Содержание рассказа о взятии крепости Вильям Генри заимствовано без малейшего изменения из статьи, озаглавленной «Канада под владычеством французов», составленной по архивным запискам профессором истории императорской школы в Сен-Сир Дюссие.
ГЛАВА VII. Сурикэ делает приятный сюрприз графине Меренвиль
Заняв крепость, французы не только ее разорили, но окончательно разрушили так, что невозможно было ее восстановить, несмотря на приказания главнокомандующего.
Монкальм, поощренный своей победой, направился было к крепости Эдуард, надеясь взять ее, сделаться хозяином на этой границе, но, к несчастью, у его союзников, диких, появилась оспа.
Грабя взятую крепость Вильям Генри, индейцы заразились, захватив вместе с добычей ужасную эпидемию, которая сильно опустошила их ряды.
Французы вынуждены были расстаться со своими союзниками, чтобы предохранить себя от неизбежной гибели.
Недовольный, скрепя сердце главнокомандующий должен был отказаться от заманчивого плана приобрести еще один важный пункт и вернуться в Карильон
Через три дня после ухода французов из Вильям Генри наши путешественники приехали к берегам Сан-Сакраменто.
Кругом было пусто и тихо, даже бродяги, являющиеся на поле битвы обирать убитых, ушли далеко.
Леса были положительно переполнены дикими, но эти краснокожие, будучи союзниками французов, составляли арьергард французской армии.
Путешественникам не грозило никакой опасности, потому что ирокезы, как это они обыкновенно делают после поражения, все разбежались, спеша укрыться в своих деревеньках и хижинах.
Англичане, занимавшие крепость Эдуард, не выходили даже за стены ее; генерал Веб, счастливый тем, что избавился от атаки французов, не смел показаться из крепости. Путешественники, напугав своей многочисленностью бродяг и пограничных разбойников, которые никогда не нападают на большие партии, остановились отдохнуть. Опасность миновала, и они могли не спеша располагать отдыхом и остановками.

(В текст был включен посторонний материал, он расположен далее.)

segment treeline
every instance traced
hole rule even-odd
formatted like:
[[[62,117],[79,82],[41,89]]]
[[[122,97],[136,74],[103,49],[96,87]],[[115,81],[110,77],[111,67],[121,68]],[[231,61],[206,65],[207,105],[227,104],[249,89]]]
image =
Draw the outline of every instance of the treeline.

Сурикэ был в восторге от такой неожиданной развязки.
Было уже не рано, день клонился к вечеру, солнце почти совсем опустилось; Шарль Лебо приказал раскинуть палатки и расположился лагерем на месте разрушенной крепости.
Отпустив от себя индейца Онеида, сообщившего ему о победе маркиза Мокальма, Сурикэ отвел в сторону Мишеля Белюмера и несколько минут тихо говорил с ним; поговорив, они разошлись. Старый охотник быстро отправился в лес, а Шарль Лебо также поспешно подошел к графине Меренвиль, которая показывала ему знаками, что хочет с ним говорить.

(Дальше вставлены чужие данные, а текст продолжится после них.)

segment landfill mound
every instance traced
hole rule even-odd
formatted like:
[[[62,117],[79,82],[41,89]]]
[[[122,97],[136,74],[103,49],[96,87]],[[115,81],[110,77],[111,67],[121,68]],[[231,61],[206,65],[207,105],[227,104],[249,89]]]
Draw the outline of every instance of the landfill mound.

Она хотела знать, что ему сказал краснокожий, с которым он так долго говорил.
Охотник, вполне понимая нетерпение графини узнать результат разговора, с нескрываемой радостью стал рассказывать приятные новости, сообщенные индейцем.
Графиня с чувством поблагодарила охотника, добавив:
— Скоро вы намерены приготовить нам палатку, мы очень устали, теперь спешить нужды нет, мы можем отдохнуть, не правда ли?
— Совершенно верно, графиня!
— Признаюсь, мы были бы очень рады этому отдыху, если только вы ничего не боитесь.
— Все опасности миновали и, надеюсь, надолго, графиня; неприятель слишком занят своими делами, чтобы еще думать о нас, к тому же мы окружены французами, страх теперь лишний.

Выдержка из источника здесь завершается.